June 1 was a big day for Blue Ash. Kroger Co., the Cincinnati-based grocery chain, also won an Ohio tax credit and announced it was bringing in 649 new jobs to Blue Ash for its new business administration and distribution centers.
Kroger, a Fortune 500 company, dwarfs Milacron. But Hensley, a native of Cincinnati who has years of economic development experience, said “Cincinnati Milacron” is an important manufacturing company, both locally and internationally.
“When I've traveled the world, it was always very interesting to me to be in a factory in China, in Germany or Japan, and to see the name Cincinnati on a piece of machinery. It was always a source of pride to see the Cincinnati name in so many companies' factories,” Hensley said.
In addition to injection molding presses, Milacron makes extruders, blow molding machines and structural foam molding machines, as well as mold bases and components, hot runners and coinjection molding systems.

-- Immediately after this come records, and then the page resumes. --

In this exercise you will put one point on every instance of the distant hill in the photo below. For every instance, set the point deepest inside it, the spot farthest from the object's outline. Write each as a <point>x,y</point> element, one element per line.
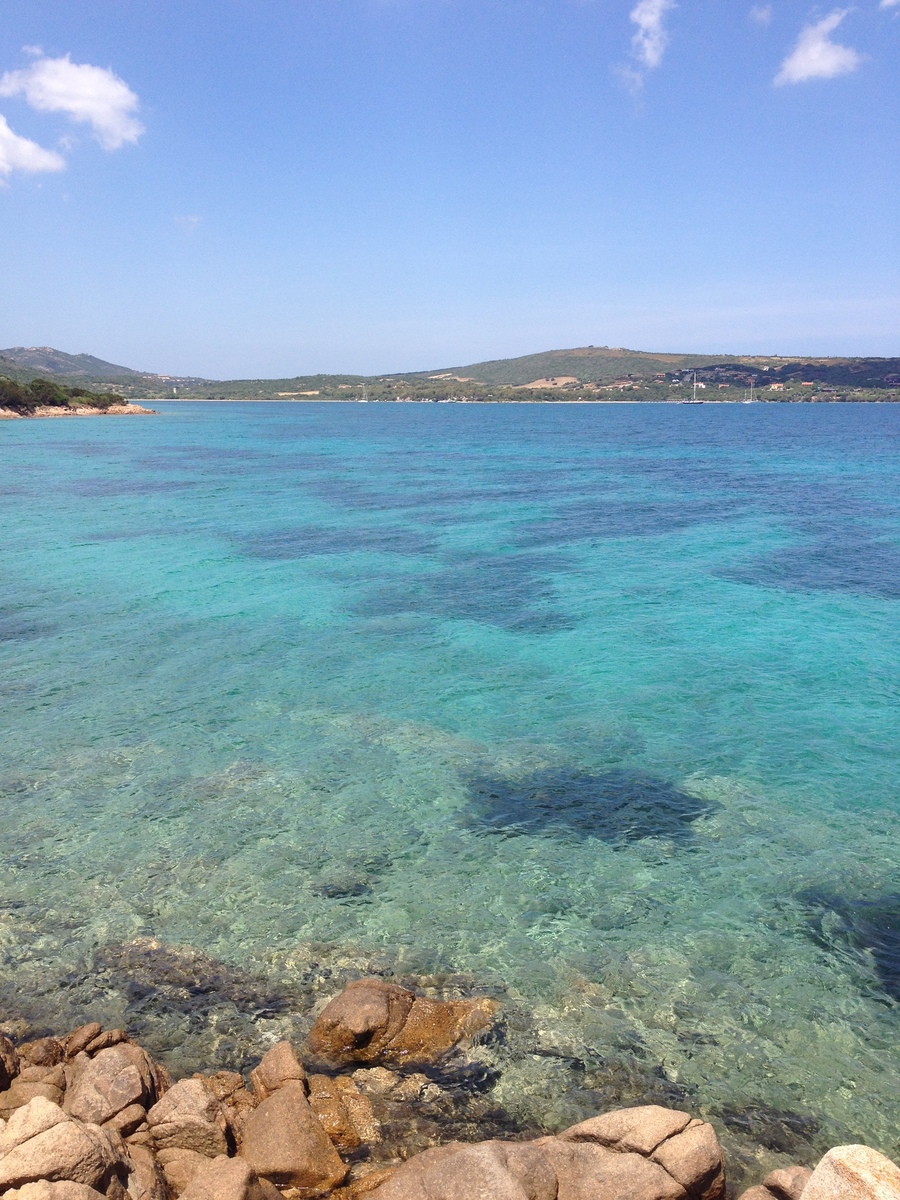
<point>603,364</point>
<point>48,361</point>
<point>586,372</point>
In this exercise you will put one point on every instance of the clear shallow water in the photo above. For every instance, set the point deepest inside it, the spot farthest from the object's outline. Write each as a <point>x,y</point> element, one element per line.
<point>595,703</point>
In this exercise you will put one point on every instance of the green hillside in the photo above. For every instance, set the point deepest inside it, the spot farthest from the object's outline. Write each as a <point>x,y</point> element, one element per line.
<point>46,361</point>
<point>585,373</point>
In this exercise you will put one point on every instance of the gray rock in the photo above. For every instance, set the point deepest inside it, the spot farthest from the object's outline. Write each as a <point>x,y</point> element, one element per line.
<point>42,1144</point>
<point>190,1117</point>
<point>285,1143</point>
<point>103,1086</point>
<point>64,1189</point>
<point>279,1067</point>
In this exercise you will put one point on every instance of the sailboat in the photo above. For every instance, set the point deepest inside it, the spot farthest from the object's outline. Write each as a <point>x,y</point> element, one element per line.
<point>694,399</point>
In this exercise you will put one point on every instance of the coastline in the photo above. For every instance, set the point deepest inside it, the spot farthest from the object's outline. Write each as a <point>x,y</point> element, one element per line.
<point>9,414</point>
<point>377,1099</point>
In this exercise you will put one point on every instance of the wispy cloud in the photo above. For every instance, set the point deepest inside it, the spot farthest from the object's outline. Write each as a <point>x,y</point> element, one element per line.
<point>649,41</point>
<point>21,154</point>
<point>816,57</point>
<point>90,95</point>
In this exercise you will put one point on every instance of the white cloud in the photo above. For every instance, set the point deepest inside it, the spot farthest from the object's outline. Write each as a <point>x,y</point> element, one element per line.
<point>649,42</point>
<point>87,94</point>
<point>21,154</point>
<point>816,57</point>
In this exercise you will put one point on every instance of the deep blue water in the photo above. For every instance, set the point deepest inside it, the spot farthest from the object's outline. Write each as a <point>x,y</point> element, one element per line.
<point>599,702</point>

An initial public stock offering is in Milacron's future. The company announced April 3 that it plans an IPO on either the New York Stock Exchange of NASDAQ Global Market.
That would mark a return to the stock market, since Milacron was traded on the NYSE for years until getting delisted in 2008. Private equity owners took Milacron private in 2009, after Milacron filed for Chapter 11 reorganization. The company soon emerged from Chapter 11, and recently has been buying companies and adding new technologies.